Bimasakti, Orbit Mars, 2000
Dear Mars,
Apa kabar? Sepertinya sudah sangat lama
saya tidak bercengkerama denganmu. Saya harap kau baik saja karena saya juga
baik saja. Terkadang mengucap doa pada
semesta membuat saya lebih tenang. Berharap kau baik saja, entah semesta
mendengar atau tidak. Semogalah dia mendengar dan menyampaikannya padamu.

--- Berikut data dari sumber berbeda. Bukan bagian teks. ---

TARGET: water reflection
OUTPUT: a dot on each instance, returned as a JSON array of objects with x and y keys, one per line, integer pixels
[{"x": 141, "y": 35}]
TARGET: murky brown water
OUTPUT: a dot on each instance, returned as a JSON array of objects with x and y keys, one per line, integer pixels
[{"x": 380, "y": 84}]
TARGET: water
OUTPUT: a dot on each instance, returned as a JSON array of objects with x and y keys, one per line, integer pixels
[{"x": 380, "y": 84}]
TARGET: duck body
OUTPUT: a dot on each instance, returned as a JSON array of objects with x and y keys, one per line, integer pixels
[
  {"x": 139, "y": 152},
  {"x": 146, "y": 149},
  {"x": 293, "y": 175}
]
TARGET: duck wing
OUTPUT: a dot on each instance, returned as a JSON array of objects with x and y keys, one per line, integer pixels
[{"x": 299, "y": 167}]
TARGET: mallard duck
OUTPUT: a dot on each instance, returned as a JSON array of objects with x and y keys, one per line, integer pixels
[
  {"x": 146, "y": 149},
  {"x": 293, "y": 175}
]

Mars, saat ini saya hanya ingin berbagi. Mungkin basi pakai acara surat-menyurat begini
tapi apa lagi yang bisa saya lakukan dengan jarak 6000 kilometeran. Bisa saja
saya terbang, tapi saya pikir belum waktunya saya terjatuh dari kepakan sayap
sendiri. Oke baiklah langsung pada poinnya saja.

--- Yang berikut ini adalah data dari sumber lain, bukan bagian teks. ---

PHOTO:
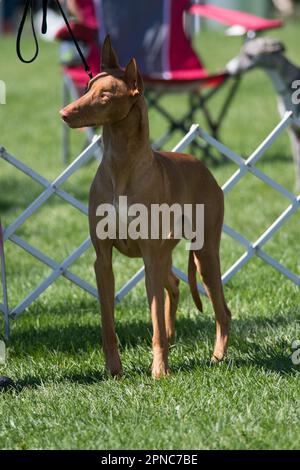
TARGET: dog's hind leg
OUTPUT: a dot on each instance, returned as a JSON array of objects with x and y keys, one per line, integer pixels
[
  {"x": 171, "y": 304},
  {"x": 208, "y": 265}
]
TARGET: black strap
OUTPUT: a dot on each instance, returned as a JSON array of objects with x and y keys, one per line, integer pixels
[{"x": 29, "y": 6}]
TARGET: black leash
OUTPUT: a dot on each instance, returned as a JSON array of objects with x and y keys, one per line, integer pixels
[{"x": 29, "y": 7}]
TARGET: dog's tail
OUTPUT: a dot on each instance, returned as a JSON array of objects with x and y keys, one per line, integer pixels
[{"x": 193, "y": 282}]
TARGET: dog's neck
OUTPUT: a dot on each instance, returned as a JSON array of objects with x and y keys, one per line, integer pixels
[{"x": 127, "y": 150}]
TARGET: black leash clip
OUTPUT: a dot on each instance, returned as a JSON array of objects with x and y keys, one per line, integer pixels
[{"x": 29, "y": 7}]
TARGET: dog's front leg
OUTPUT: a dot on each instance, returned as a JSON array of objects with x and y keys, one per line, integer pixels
[
  {"x": 106, "y": 289},
  {"x": 155, "y": 280}
]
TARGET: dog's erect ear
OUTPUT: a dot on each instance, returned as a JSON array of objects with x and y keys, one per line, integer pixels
[
  {"x": 109, "y": 59},
  {"x": 134, "y": 79}
]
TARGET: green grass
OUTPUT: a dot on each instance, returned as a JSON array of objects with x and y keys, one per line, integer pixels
[{"x": 63, "y": 398}]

Akhir-akhir ini saya berpikir kalau saya
terlalu kekanakan. Ego saya tinggi. Sepertinya surat ini sepertinya malah
berisi sampah. Saya suntuk dan lelah. Entah sampai kapan saya harus menunggu,
menunggumu atau keputusan semesta? Jikalau memang harus menunggu semesta,
apakah saya harus menunggunya lima puluh juta tahun lagi seperti kata Bumi? Hmmm
beberapa waktu lalu saya sempat berbicara sedikit dengannya, menurutku dia tahu
banyak tentang kamu, tentangku, tentang kita. Entah seberapa dekat kalian saya
tidak tahu. Tapi kata-kata dia itu, apa maksudnya? Apakah kau akan
menggantungku selama itu, Mars? Saya merasa konyol bertanya seperti ini.
Seharusnya saya percaya padamu. Percaya kau punya keyakinan tentang ini. Tapi
ada sesuatu lain yang sepertinya tidak saya ketahui-kah? Sepertinya begitu
bukan? Entahlah.
Oke saya galau. Sudahlah.
Kau, baik-baik saja, ya!
Phobos
Mars menghela nafas begitu juga Semesta. Menerbangkan selembar kertas kuning bertuliskan tinta magenta di antara nebula-nebula. Dan hembusan nafas semestapun membawanya ke langit Bumi hingga menghasilkan aurora. Bumi terlonjak kaget, pura-pura cuek tapi
membiarkan aurora itu dinikmati oleh pinguin, singa laut dan beruang kutub atau mungkin
orang Eskimo.
Mars-Phobos-Deimos
si dewa perang-si penakut yang bisa terbang-tukang teror!